When you attach() a servo it moves to its default angle of 90 degrees. However, if you do a servo.write() before the attach() then it moves to that position when attached

I suspect what is happening is that the initial twitch is being caused by the move to 90 degrees being immediately interrupted by wherever your code tells the servo to move to

If so, then the solution may be to write() the required angle to the servo before the attach()

Did you try that in the 'real world' too?
What you see at the beginning is the movement from the initial position of wokwi ( when starting ) to the initial value of your sketch.
You can easily see that, if you insert a delay before your first movement/attach in setup:

   Serial.begin(115200);
   delay(1000);
   myservo.writeMicroseconds(1500);

Then you see it moving to the 'wokwi' initial position, and 1sec later to your initial position.
In the real world there is no such fixed initial position. The servo will move from where it is positioned when starting ( from the position you last set it to ) to the first initial position of your sketch.

wokwi doesn't always tell the real truth with external hardware :wink:

Real servos often perform a short random movement when switched on.

@MicroBahner I wrote that I have this micromovement physically at my place and behaves similarly on the Wokwi.
Servo writes in position 1500ms without potentiometer. And when I turn on the power, I have micromovement forward and backward a few degrees to the 1500ms position.
This is not a software problem, but as if the motor started and only then received the PWM signal. I tried various solutions and failed to eliminate this traffic on startup.

Did you try setting the servo initial position before using attach() ?

Yes, that's not unusual with real servos as i wrote too. But what you see in wokwi is something completely different ( even if it looks similarly ).
You can try to connect a resistor with about 4.7k between the controlling input and the power input of the servo. This helps in many cases. But there are servos where it is nearly impossible to suppress this micro-movement when powering up.

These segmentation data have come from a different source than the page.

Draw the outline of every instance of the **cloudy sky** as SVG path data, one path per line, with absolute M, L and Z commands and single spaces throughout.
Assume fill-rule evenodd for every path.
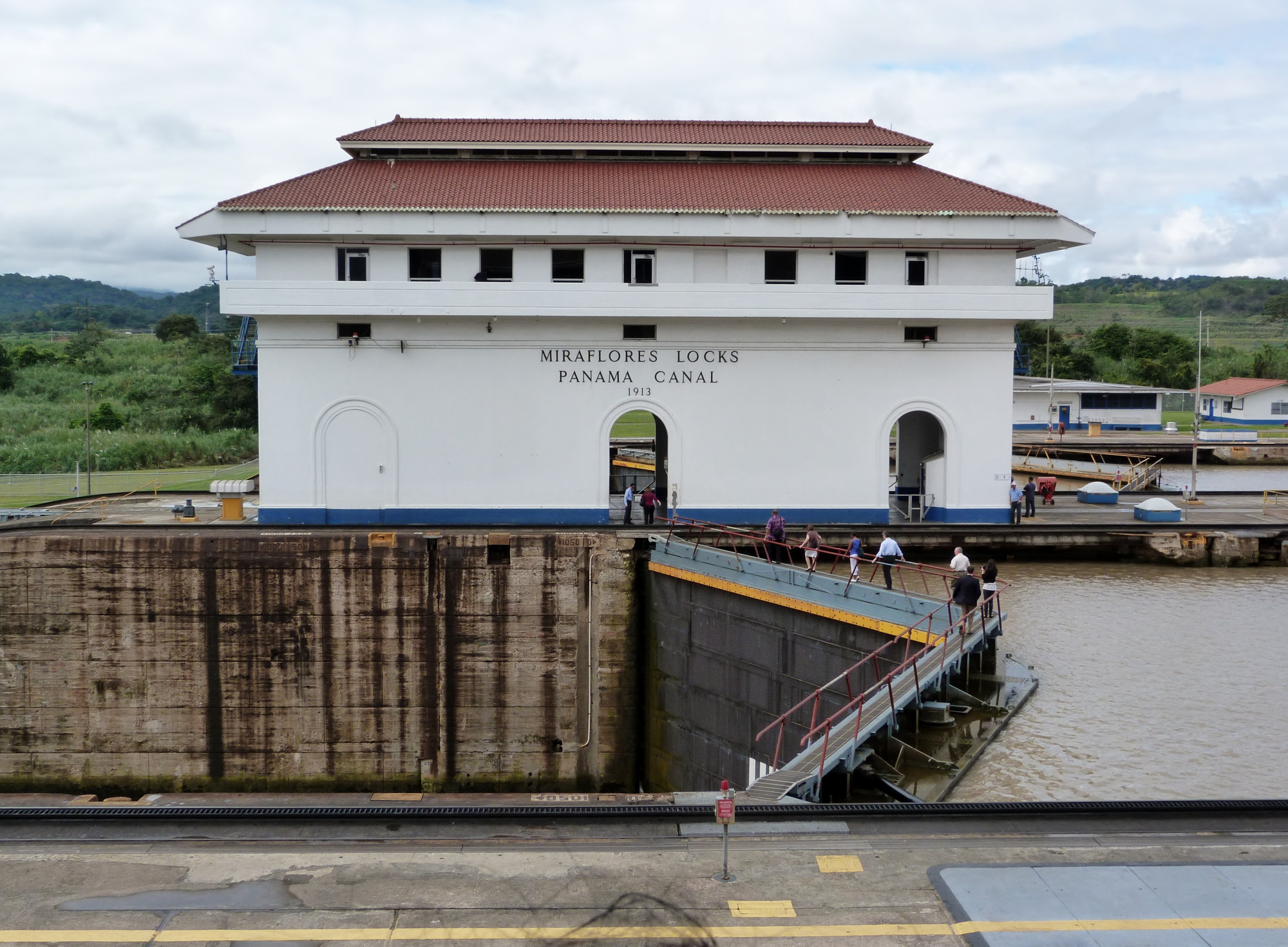
M 0 272 L 191 289 L 174 225 L 434 117 L 841 120 L 1097 232 L 1090 276 L 1288 276 L 1288 4 L 0 0 Z M 233 277 L 254 263 L 233 255 Z M 222 269 L 222 262 L 220 262 Z

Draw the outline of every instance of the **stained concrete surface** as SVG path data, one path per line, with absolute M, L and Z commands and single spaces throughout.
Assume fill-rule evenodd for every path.
M 39 830 L 46 823 L 33 825 Z M 1023 941 L 980 941 L 961 925 L 934 880 L 954 871 L 953 866 L 975 872 L 994 866 L 1007 871 L 1016 866 L 1105 866 L 1112 874 L 1103 880 L 1094 874 L 1084 877 L 1092 889 L 1112 897 L 1113 888 L 1121 885 L 1122 868 L 1109 866 L 1136 866 L 1132 871 L 1137 877 L 1148 877 L 1151 866 L 1170 865 L 1242 866 L 1247 875 L 1258 871 L 1256 866 L 1288 861 L 1288 819 L 1282 817 L 1081 818 L 1059 823 L 997 817 L 866 819 L 851 822 L 845 835 L 733 839 L 730 868 L 737 880 L 725 884 L 716 880 L 719 839 L 677 834 L 629 837 L 626 825 L 582 823 L 596 835 L 550 839 L 538 835 L 537 823 L 514 823 L 509 827 L 513 835 L 484 840 L 471 837 L 469 827 L 457 823 L 465 831 L 455 837 L 416 841 L 353 840 L 352 823 L 343 822 L 318 823 L 298 839 L 282 837 L 279 826 L 261 823 L 259 840 L 206 843 L 178 837 L 207 828 L 204 823 L 183 826 L 167 840 L 142 844 L 122 840 L 128 827 L 120 825 L 98 823 L 98 837 L 84 843 L 41 837 L 36 831 L 28 841 L 0 844 L 0 926 L 41 933 L 4 933 L 0 938 L 49 942 L 59 938 L 57 932 L 99 930 L 111 933 L 81 933 L 79 938 L 111 935 L 126 938 L 118 942 L 144 943 L 160 930 L 158 942 L 210 944 L 562 943 L 569 939 L 569 929 L 591 923 L 618 928 L 605 932 L 604 941 L 621 943 L 802 939 L 811 944 L 1172 947 L 1188 942 L 1150 939 L 1157 932 L 1148 937 L 1137 932 L 1124 939 L 1119 930 L 1096 930 L 1090 939 L 1083 937 L 1086 932 L 1051 930 L 1030 932 Z M 823 872 L 818 861 L 823 854 L 857 856 L 862 871 Z M 1075 875 L 1065 872 L 1065 877 Z M 1154 884 L 1166 885 L 1157 881 L 1157 872 Z M 1193 888 L 1177 890 L 1184 895 Z M 989 910 L 1005 920 L 1009 911 L 1018 910 L 1012 901 L 1024 889 L 1003 884 L 998 890 L 1001 901 Z M 238 901 L 243 892 L 259 892 L 270 903 Z M 86 901 L 91 898 L 99 901 Z M 108 898 L 117 901 L 102 901 Z M 795 916 L 734 917 L 730 901 L 786 901 Z M 68 910 L 70 904 L 81 910 Z M 1139 916 L 1153 907 L 1141 901 Z M 1266 902 L 1258 908 L 1256 901 L 1244 899 L 1231 902 L 1227 910 L 1245 917 L 1260 915 L 1265 921 L 1278 916 L 1273 912 L 1279 904 Z M 1054 906 L 1047 914 L 1052 917 L 1036 920 L 1061 920 Z M 971 917 L 979 920 L 974 914 Z M 620 930 L 625 925 L 636 929 Z M 133 935 L 138 939 L 116 932 L 137 932 Z M 1212 939 L 1209 933 L 1199 932 L 1203 939 L 1189 943 L 1234 942 Z M 585 937 L 581 933 L 578 939 Z M 1284 938 L 1239 942 L 1283 943 Z

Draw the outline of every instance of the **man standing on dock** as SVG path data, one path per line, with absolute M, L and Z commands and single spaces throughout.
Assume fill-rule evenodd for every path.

You can also try putting an NPN transistor between ground and the ground pin of the servo and connect that to one of your GPIO of your microconroller, making it a power switch for the servo. Don't pull that pin high until after you attach the servo and write a new position to it. Then the servo only receives power when it is trying to be moved to a new position. As soon as it powers up it is moving to this new position. You can then pull the power low before you call "detach" but that is likely to cause a small of amount of jitter as well. That's the solution I used to reduce the amount of jitter but you're never going to eliminate 100% of the jitter. It's just the nature of servos.

My experience with servos is limited, but I've found that a servo does a little jerk when first powered up no matter what is happening on the control line. It could just be the cheap-ass servos I've used, but it always happens. I can tie the control line high or low, or whatever, and I still get that jerk.

I think the issue is if the servo's power source and the Arduino Uno's power are enabled at the same time, then there'll be about 65ms (boot-up time for UNO) where the servo won't be getting a valid pwm signal. This represents 3 pwm periods where the servo will react to the invalid state of the pwm signal.

If the servo's power-up is enabled after boot-up of the Arduino, then I think the start-up jitter will be eliminated.

One possible remedy might be to use a separate buck-boost converter with enable to power the servo, where the UNO controls both the enable for servo power and (of course) the servo's pwm signal.

Make sure that the dc-dc converter is sized appropriately for the servo you're using.